Lindsey Beal is a photo-based artist in Providence, Rhode Island where she teaches at Rhode Island College. She has an M.F.A. in Photography from the University of Iowa and a Certificate in Book Arts at the University of Iowa’s Center for the Book. She is represented by Boston's Panopticon Gallery.
Her work combines historical & contemporary women’s lives and feminism with historical photographic processes. She is interested in the photograph as object and often includes sculpture, papermaking and artist books into her work.
Her work has been shown at national museums, galleries and universities and is included in various public & private collections. She recently earned an Honorable Mention for Center Forward 2014 at the Center for Fine Art Photography. She was a Finalist at the 87th Annual International Print Competition at The Print Center and received an Honorable Mention for emerging American photographers by the Magenta Foundation. Her work can be found at lindseybeal.net.
A bacterial sexually transmitted infection is a living, growing, mutating thing that exists within the human body. The act of transmission is often sexy; yet what is transmitted is menacing. The bacterial STIs before you (BV, Chlamydia, Trichomonas, Gonorrhea and Syphilis) can be silent for women and have little to no symptoms for men: they reveal themselves mainly through medical tests. Without testing, the cycle continues: without noticeable symptoms, no treatments are received; without treatments, the infections are unknowingly passed to others. Though mostly silent, all of these infections have potentially catastrophic side effects like pelvic inflammatory disease, joint disease, meningitis, sterility and fatal pregnancies. Although we should have eradicated these long ago, bacterial STIs continue to exist. Frighteningly, they are beginning to mutate and become drug resistant; gonorrhea specifically has outgrown our current treatments. Due to the recession, many non-profit clinics in which these STIs could be identified and treated have closed. What once seemed like a scary yet treatable nuisance or temporary problem is becoming a major public-health concern.

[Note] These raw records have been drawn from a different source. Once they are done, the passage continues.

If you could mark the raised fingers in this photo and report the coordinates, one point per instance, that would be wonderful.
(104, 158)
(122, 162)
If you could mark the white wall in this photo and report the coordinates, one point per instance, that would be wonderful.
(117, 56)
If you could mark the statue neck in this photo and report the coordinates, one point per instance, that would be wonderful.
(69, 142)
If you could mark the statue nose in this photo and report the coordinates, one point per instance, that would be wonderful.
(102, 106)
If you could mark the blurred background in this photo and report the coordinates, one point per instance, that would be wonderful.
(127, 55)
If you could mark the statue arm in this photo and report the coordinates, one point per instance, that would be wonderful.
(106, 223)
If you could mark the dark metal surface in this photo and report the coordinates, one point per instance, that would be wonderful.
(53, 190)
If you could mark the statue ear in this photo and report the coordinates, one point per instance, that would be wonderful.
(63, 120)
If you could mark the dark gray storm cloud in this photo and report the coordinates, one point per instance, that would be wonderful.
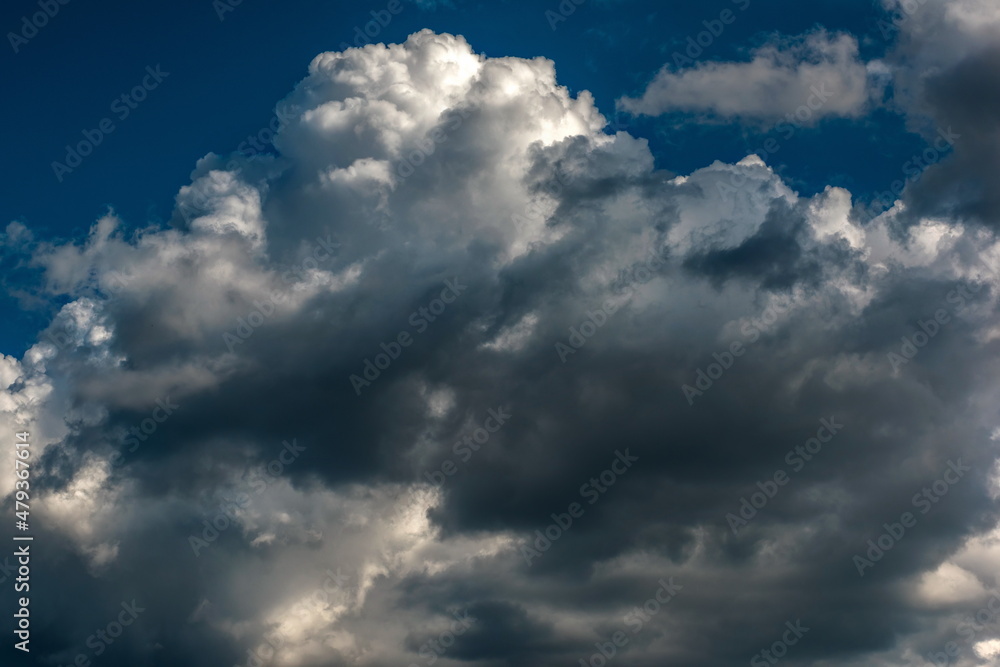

Transmission’s images are created by using open-source imagery from the Center for Disease Control. The images were altered, and then converted into digital negatives, which were used to print the cyanotypes. The prints are embedded in resin within Petri dishes. Each STI is represented in various images and whose information and prevention can be read about in the accompanying artist book.
Majority of STDs can be cured. But one has to remember that they can be the reason for hassles and disabilities in life of people with STDs. Diseases like derek jeter herpes, gonorrhea and chlamydia can cause problems that can make life miserable.